Analysis of tax treaties’ provisions in the context of COVID-19
COVID-19 | coronavirus (corona virus)
tax News, April 2020
The OECD Secretariat has issued an official document on analysis of application of certain provisions of tax treaties, during the coronavirus pandemic.
Namely, extraordinary circumstances caused by occurrence of coronavirus raise numerous tax issues, especially where there are cross-border elements – in which case occurs a need to determine the right to tax between countries.
We hereby provide you with the brief overview of the analysis of OECD Secretariat.
Creation of a permanent establishment (“PE”)
The exceptional and temporary change of the location where employees exercise their employment because of the COVID-19 crisis, such as working from home, should not create new PEs for the employer. Similarly, the temporary conclusion of contracts in the home of employees or agents because of the COVID-19 crisis should not create PEs for the businesses. A construction site PE would not be regarded as ceasing to exist when work is temporarily interrupted.
However, the threshold presence required by domestic law to register for tax purposes may be lower than those applicable under a tax treaty and may therefore trigger corporate income tax registration requirements.
Residence status of a company (place of effective management)
The COVID-19 crisis may raise concerns about a potential change in the “place of effective management” of a company as a result of a relocation, or inability to travel, of chief executive officers or other senior executives.
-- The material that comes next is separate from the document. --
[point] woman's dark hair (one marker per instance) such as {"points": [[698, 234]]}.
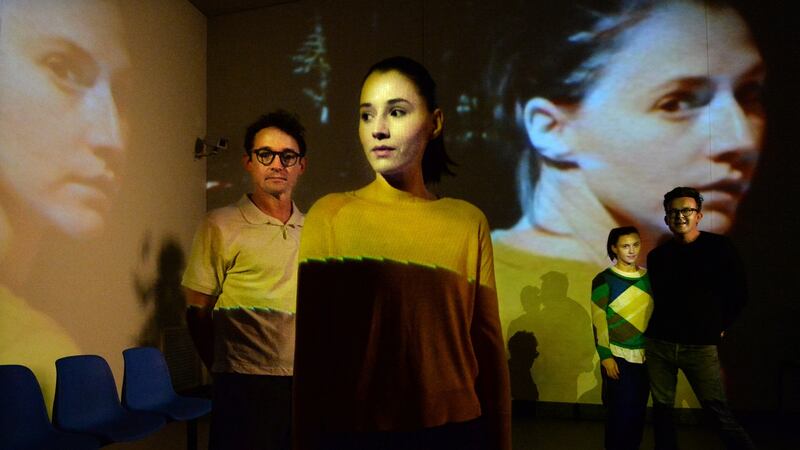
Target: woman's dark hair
{"points": [[435, 161], [280, 119], [613, 238], [555, 50]]}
The concern is that such a change may have as a consequence a change in company’s residence under relevant domestic laws.
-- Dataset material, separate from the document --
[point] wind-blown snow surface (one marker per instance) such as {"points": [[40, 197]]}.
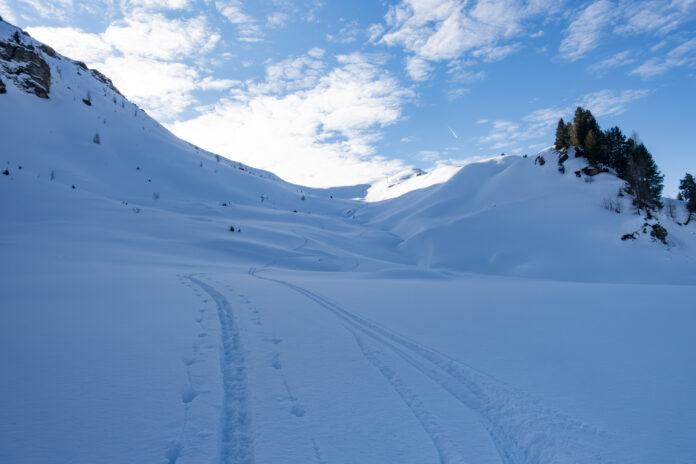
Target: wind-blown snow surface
{"points": [[496, 317]]}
It is unlikely that the COVID-19 situation and temporary change in location of the chief executive officers and other senior executives will create any changes to an entity’s residence status under a tax treaty, especially once the tie breaker rule is applied.
Where a government has stepped in to subsidize the keeping of an employee on a company’s payroll during the COVID-19 crisis, the income that the employee receives from the employer should be attributable, based on the OECD Commentary on Article 15, to the place where the employment used to be exercised. In the case of employees that work in one state but commute there from another state where they are resident (cross border worker), this would be the state they used to work in.
Residence status of individuals
Two main situations could be imagined:
1. A person is temporarily away from their home (perhaps on holiday, perhaps to work for a few weeks) and gets stranded in the host country by reason of the COVID-19 crisis and attains domestic law residence there
- It is unlikely that the person would acquire residence status in the country where the person is temporarily because of extraordinary circumstances; however, there are rules in domestic legislation deeming a person to be a resident; even if the person becomes a resident under such rules, if a tax treaty is applicable, the person would not be a resident of that country for purposes of the tax treaty, due to such temporary dislocation
2. A person is working in a country (the “current home country”) and has acquired residence status there, but they temporarily return to their “previous home country” because of the COVID-19 situation; they may either never have lost their status as resident of their previous home country under its domestic legislation, or they may regain residence status on their return.
- It is again unlikely that the person would regain residence status for being temporarily and exceptionally in the previous home country; even if the person is or becomes a resident under such rules, if a tax treaty is applicable, the person would not become a resident of that country under the tax treaty due to such temporary dislocation.